Publication number: CN112712522A
Application number: CN202110116993.9A
Authority: CN
Inventors: 陆铖; 吴玉欣; 王亮; 郭玉川
Original assignee: Shandong Junteng Medical Technology Co ltd; Shaanxi Normal University
Current assignee: Shandong Junteng Medical Technology Co ltd; Shaanxi Normal University
Priority date: 2020-10-30
Filing date: 2021-01-28
Publication date: 2021-04-27
Also published as: CN112308840A

Abstract

A method for automatically segmenting an oral cancer epithelial tissue region of a pathological image comprises the following steps: s100: preprocessing a pathology image and a label of a pathologist by using a method for extracting a pixel block patch; s200: selecting a part of preprocessed pathological images as training samples to form a training set, and taking the rest of the preprocessed pathological images as verification samples to form a verification set; s300: constructing a convolutional neural network UNet model, and training and verifying the UNet model by adopting the training set and the verification set in the step S200 to obtain a final UNet model; s400: the final UNet model described above is applied to a multi-center external test set to automatically generate epithelial tissue regions.
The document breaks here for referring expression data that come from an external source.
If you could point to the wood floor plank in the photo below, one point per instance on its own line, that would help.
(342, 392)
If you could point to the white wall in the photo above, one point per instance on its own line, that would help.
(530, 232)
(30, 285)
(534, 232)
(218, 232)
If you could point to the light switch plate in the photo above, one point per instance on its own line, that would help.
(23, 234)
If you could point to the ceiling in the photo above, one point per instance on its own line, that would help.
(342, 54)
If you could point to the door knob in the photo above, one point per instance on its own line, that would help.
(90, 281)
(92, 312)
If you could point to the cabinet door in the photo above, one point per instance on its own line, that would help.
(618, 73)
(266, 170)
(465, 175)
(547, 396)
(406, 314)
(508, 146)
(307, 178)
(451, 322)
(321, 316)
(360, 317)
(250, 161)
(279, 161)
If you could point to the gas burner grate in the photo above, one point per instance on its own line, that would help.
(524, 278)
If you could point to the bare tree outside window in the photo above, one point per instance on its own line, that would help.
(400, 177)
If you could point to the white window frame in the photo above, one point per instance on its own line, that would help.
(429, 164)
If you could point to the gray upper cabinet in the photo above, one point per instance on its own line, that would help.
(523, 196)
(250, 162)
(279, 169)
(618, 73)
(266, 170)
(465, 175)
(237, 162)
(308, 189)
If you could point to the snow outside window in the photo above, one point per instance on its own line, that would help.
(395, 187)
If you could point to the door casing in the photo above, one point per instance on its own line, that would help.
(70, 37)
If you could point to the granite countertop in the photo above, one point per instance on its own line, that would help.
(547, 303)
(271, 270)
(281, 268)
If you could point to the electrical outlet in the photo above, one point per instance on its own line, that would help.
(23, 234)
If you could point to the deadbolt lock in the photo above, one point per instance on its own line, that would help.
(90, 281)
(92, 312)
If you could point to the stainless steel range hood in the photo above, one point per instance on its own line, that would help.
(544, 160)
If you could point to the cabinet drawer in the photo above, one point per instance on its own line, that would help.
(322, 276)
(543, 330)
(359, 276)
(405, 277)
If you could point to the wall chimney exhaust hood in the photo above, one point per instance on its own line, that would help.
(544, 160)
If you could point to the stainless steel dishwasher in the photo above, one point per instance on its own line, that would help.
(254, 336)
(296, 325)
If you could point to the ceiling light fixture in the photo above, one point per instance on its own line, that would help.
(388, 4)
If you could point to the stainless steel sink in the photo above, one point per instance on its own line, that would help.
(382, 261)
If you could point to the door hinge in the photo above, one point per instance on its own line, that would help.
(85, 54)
According to the method, each data set is not trained, verified and tested respectively in head and neck cancer detection, only TMA data is used for training, and testing is performed on the multi-center external WSI data set, so that the method is more convincing to unknown images.

Description

Automatic segmentation method for oral cancer epithelial tissue region of pathological image

Technical Field

The disclosure belongs to the technical field of medical image processing and machine learning, and particularly relates to an automatic segmentation method for an oral cancer epithelial tissue region of a pathological image.

Background

Oral squamous cell carcinoma (0C-SCC) is the most common head and neck malignancy worldwide, with high invasive capacity to adjacent tissues and metastatic potential to distant organs. There is therefore a need for better diagnostic and risk stratification tools for personalized treatment of OC-SCC patients.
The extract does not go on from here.